Venerdì 12 giugno 2026
Alle 19.30 Monsignor Giovanni Cesare Pagazzi e Lorenzo Fazzini presentano “Liberi sotto la grazia. Alla scuola di Sant’Agostino di fronte alle sfide della storia” (LEV), volume che raccoglie i primi scritti di Robert F. Prevost, oggi Papa Leone XIV. Alle 20.15 il palco è per Niccolò Ammaniti, che presenta il suo ultimo romanzo “Il custode” (Einaudi) in dialogo con Ricky Cavallero. Chiude la serata alle 21.00 Giulia Ichino in dialogo con Francesco Vidotto, autore di “Onesto”.
Sabato 13 giugno 2062
Inizia il weekend del Fiume dei Libri: alle 10.00 una sessione introduttiva di yoga sull’erba della Piarda Ferrari, lungo il fiume Adda. Alle 11.00, sempre lungo il fiume, Guido Conti dialoga con Annachiara Del Boca in un incontro animato da draghi, isole e battaglie navali.
La serata prende il via alle 19.30 con l’anteprima del romanzo di Alfio Quarteroni, “Il battito della matematica. Quando i numeri raccontano storie” (Hoepli, in uscita il 19 giugno). Alle 20.15 Michela Martignoni e Milena Contini presentano “La bella Costa” (Solferino), narrazione storica dell’assedio di Genova, con Annachiara Del Boca. Alle 21.00 Diego De Silva — padre dell’indimenticabile Avvocato Malinconico — presenta con Gabriele Beccaria il suo ultimo libro: “I titoli di coda di una vita insieme” (Einaudi). Chiude la serata alle 21.45 l’ex governatore della Regione Puglia Michele Emiliano con il suo esordio letterario: “L’alba di San Nicola” (Solferino).
Domenica 14 giugno 2026
Per l’ultima giornata del festival si torna lungo il fiume in Piarda Ferrari alle 10.00 per un’ora di pratica con Yoga Insieme. Alle 11.00 Andrea Maietti presenta “Oh Val Padana” (Bolis Edizioni) in dialogo con Antea Bonvicini. Alle 11.45 Gian Luca Favetto è protagonista dello spettacolo “Marco Polo o l’invenzione del mondo”, accompagnato alla chitarra da Loris Deval.
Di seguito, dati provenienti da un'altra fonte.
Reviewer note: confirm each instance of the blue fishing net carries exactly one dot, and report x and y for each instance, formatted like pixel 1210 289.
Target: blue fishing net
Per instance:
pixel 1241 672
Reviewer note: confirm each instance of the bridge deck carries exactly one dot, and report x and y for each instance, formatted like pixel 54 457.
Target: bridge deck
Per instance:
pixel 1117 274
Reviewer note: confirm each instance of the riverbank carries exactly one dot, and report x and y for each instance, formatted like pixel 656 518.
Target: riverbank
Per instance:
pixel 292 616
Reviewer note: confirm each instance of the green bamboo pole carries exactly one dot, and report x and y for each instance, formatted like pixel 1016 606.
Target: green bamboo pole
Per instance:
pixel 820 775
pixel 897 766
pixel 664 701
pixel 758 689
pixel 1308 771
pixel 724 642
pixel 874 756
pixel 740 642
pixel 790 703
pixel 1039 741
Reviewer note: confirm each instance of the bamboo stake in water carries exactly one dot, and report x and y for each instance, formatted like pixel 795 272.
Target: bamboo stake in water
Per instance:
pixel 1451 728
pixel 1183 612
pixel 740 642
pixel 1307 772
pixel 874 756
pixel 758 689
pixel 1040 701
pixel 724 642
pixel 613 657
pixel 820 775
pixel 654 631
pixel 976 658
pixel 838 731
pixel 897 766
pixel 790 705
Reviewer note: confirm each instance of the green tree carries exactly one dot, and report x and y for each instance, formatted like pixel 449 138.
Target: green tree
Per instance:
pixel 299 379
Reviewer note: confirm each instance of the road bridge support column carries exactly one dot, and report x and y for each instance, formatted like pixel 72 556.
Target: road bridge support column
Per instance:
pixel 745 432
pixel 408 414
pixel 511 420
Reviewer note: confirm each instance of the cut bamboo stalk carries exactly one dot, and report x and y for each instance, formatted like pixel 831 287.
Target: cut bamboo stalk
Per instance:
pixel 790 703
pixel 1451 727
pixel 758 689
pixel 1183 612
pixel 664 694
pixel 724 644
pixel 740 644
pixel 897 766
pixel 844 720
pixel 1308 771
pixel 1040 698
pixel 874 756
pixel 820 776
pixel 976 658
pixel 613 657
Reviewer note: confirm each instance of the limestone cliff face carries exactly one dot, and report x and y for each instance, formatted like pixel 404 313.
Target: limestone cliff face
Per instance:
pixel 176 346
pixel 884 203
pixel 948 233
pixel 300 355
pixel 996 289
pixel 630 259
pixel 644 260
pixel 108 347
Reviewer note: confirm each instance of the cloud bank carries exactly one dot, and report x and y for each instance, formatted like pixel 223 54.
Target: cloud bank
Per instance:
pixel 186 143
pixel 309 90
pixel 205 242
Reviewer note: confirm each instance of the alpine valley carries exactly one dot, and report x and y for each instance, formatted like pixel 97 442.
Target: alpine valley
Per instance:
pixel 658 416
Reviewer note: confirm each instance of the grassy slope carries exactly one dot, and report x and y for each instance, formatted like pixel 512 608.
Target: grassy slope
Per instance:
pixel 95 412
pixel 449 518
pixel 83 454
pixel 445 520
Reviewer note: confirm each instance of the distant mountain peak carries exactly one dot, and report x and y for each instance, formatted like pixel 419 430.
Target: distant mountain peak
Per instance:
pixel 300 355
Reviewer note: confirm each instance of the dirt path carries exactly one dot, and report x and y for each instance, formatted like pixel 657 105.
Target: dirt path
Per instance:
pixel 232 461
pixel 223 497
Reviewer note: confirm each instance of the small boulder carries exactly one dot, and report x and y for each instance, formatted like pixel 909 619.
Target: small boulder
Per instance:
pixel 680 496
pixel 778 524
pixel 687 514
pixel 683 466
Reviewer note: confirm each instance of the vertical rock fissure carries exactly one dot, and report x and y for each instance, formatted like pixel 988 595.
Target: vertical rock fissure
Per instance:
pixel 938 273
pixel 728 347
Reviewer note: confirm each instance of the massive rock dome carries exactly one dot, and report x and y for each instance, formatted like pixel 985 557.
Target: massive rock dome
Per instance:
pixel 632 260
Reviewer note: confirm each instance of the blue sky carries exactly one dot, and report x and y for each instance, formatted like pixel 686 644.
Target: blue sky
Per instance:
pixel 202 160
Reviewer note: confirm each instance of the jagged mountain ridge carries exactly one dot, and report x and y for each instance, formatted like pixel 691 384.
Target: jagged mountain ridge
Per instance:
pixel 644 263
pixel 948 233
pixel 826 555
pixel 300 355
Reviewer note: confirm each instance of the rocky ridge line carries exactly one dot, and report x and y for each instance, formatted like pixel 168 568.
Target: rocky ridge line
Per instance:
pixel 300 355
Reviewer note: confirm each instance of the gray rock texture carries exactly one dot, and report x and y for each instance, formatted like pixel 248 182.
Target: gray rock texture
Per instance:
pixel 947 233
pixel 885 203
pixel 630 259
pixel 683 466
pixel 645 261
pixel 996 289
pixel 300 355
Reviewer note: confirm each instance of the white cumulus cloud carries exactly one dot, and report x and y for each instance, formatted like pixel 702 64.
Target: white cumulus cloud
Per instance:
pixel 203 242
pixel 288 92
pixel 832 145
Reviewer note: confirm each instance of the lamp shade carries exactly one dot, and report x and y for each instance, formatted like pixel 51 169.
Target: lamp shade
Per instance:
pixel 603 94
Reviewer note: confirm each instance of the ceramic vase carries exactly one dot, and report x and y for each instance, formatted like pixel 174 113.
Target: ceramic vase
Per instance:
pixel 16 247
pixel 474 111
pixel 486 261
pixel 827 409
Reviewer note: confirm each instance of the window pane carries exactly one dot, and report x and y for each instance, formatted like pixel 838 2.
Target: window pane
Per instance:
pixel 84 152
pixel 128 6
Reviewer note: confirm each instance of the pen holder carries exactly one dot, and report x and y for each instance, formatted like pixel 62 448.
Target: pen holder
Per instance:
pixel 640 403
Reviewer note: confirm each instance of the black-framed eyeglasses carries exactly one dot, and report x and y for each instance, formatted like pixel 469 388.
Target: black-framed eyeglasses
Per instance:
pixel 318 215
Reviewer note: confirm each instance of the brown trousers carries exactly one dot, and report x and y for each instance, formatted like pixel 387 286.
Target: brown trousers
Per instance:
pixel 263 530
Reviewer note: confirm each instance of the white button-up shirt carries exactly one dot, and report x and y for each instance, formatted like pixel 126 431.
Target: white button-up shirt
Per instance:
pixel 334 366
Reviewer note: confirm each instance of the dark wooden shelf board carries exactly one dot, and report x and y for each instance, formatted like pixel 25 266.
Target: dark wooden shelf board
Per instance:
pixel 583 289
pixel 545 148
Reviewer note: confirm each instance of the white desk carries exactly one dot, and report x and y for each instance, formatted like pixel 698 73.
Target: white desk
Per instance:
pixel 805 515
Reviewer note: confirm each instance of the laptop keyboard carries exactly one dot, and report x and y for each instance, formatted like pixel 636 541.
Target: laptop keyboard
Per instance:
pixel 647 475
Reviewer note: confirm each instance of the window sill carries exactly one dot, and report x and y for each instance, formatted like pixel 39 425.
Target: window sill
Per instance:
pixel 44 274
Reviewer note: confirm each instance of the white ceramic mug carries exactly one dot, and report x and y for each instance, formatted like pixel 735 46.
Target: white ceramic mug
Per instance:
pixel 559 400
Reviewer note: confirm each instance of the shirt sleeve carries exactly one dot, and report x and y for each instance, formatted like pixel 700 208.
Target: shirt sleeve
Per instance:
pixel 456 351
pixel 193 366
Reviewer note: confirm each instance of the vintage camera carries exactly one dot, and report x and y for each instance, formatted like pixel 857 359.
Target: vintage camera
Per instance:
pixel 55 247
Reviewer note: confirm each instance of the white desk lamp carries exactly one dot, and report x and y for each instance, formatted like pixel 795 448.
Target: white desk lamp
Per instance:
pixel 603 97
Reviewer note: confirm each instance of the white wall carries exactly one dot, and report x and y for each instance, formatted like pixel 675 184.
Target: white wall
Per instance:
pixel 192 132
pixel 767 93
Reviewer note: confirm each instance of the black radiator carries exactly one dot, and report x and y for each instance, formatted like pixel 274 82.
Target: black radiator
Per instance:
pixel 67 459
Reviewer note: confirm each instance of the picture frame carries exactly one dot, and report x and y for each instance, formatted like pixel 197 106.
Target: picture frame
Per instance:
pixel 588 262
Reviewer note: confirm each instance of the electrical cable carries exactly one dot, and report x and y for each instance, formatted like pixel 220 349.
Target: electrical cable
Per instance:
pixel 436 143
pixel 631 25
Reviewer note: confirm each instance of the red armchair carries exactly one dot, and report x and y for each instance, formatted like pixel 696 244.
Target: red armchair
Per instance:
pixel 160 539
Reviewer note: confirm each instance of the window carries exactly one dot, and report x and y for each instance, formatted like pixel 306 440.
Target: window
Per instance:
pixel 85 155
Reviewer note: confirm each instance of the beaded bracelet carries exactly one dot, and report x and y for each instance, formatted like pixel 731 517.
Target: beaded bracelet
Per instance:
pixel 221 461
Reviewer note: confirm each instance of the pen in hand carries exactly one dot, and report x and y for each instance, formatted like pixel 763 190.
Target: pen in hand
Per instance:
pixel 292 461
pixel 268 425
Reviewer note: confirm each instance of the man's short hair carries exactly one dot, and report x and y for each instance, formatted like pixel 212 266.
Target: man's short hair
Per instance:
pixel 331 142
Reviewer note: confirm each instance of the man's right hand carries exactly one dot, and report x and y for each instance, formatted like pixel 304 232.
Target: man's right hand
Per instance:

Alle 19.30 si torna in Piazza della Vittoria con Francesco Milanesi e Alberto Prina per “15 scatti di etica”, a celebrare i successi del Festival della Fotografia Etica. Alle 20.15 la Signora Coriandoli — alias Maurizio Ferrini — e Giovanni Fabiano presentano il loro primo giallo: “A carnevale ogni omicidio vale” (Solferino). Chiude la terza edizione de Il Fiume dei Libri, alle 21.00, la cinquina dell’80ª edizione del Premio Strega, presentata da Fabio Canino.